«La recessione è finita ma ha fatto i danni di una guerra». Confindustria suona il “De profundis” all’Italia

19 Dic 2013 11:02 - di Redazione

«La profonda recessione, la seconda in 6 anni, è finita. I suoi effetti no», è il messaggio natalizio del centro studi di Confindustria. Che suona il De profundis all’Italia anche per il 2014. «Parlare di ripresa è per molti versi improprio; suona derisorio. Il Paese ha subito un grave arretramento ed è diventato più fragile, anche sul fronte sociale. I danni prodotti sono commisurabili solo con quelli di una guerra», è l’analisi degli industriali italiani, che puntano l’indice anche sull’impatto della Legge di Stabilità sulla crescita, che sarà “molto piccolo”, dello “0,1 o 0,2″ punti sul Pil del 2014. Poi, nel 2015 la manovra avrà “un effetto restrittivo della stessa entità di quello espansivo del 2014”. Anche lo sguardo sul passato fornisce una fotografia impietosa: dall’inizio della crisi (fine 2007) si sono persi 1 milione e 810 mila Ula (Unità di lavoro equivalenti a tempo pieno). L’occupazione è rimasta ferma nella seconda metà del 2013 e ripartirà dal 2014. Ed ecco l’unica luce di ottimismo: «Si arresta così l’emorragia occupazionale per l’anno prossimo». E qui il Centro studi di Confindustria prevede un +0,1%, per il 2015 un +0,5%.

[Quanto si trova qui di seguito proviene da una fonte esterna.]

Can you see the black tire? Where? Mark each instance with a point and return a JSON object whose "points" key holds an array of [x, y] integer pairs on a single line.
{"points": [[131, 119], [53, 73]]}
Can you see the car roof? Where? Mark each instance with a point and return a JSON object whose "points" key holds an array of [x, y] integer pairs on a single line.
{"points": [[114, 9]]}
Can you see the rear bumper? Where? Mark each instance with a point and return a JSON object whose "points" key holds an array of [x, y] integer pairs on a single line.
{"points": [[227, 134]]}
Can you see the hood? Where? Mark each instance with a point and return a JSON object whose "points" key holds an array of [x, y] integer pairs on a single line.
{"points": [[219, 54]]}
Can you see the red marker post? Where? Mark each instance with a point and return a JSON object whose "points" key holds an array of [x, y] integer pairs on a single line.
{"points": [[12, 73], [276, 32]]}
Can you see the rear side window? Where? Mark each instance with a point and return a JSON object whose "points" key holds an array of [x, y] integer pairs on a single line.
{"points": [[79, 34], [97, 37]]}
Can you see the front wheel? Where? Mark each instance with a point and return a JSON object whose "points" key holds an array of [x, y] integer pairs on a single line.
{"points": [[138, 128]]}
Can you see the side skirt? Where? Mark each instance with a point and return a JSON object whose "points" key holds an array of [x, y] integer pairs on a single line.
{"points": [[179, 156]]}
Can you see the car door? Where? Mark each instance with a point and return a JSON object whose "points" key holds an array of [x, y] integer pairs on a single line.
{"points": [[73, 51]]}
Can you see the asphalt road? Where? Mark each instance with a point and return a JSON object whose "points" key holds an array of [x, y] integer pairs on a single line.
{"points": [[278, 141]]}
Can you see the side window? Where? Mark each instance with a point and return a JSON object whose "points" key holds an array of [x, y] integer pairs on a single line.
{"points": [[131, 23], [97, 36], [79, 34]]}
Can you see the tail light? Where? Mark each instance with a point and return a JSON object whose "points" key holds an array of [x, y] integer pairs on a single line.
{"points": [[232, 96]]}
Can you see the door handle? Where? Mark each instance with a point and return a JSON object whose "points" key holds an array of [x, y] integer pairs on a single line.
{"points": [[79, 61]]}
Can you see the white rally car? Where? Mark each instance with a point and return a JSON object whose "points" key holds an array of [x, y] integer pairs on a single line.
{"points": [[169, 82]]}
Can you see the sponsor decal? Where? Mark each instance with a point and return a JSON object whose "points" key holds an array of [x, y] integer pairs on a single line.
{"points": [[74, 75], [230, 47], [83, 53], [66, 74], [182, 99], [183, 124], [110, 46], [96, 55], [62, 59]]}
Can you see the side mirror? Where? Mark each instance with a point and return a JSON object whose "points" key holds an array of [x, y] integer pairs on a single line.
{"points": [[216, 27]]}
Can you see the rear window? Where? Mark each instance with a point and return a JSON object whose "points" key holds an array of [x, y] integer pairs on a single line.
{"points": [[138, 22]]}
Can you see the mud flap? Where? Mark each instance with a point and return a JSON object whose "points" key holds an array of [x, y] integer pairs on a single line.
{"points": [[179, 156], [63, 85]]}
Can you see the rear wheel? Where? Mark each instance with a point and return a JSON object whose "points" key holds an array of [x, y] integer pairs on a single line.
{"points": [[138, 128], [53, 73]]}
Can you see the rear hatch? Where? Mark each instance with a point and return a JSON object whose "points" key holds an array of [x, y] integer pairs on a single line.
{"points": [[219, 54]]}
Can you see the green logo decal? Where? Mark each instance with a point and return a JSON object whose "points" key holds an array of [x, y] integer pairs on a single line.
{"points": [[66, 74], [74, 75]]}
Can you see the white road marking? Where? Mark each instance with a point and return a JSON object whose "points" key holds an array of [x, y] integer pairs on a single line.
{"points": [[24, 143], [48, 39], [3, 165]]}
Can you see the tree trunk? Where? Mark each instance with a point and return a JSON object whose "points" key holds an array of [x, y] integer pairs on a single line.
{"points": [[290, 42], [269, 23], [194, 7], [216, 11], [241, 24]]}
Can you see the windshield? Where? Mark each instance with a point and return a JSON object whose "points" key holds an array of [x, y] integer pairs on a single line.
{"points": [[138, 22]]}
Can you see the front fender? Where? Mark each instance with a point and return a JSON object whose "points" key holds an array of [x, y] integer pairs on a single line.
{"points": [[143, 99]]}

A far da contraltare a questa inversione di tendenza, la certezza che i poveri aumentano a dismisura: «Le persone a cui manca il lavoro, totalmente o parzialmente, sono 7,3 milioni, due volte la cifra di sei anni fa. Anche i poveri sono raddoppiati a 4,8 milioni. Le famiglie hanno tagliato sette settimane di consumi, ossia 5.037 euro in media l’anno», dice il Centro studi, che prevede ”traiettorie economiche ad alta incertezza”, e affianca così alle previsioni sugli scenari economici anche “una simulazione che ingloba una evoluzione meno benigna”, nella quale “la debolezza dell’economia impone una manovra da un punto di Pil per rispettare gli impegni europei”. In questo scenario B, “il credit crunch si protrae nel 2015, l’aumento del commercio mondiale è più contenuto, lo spread non si restringe”; ed “il risultato è che l’Italia si blocca nuovamente”.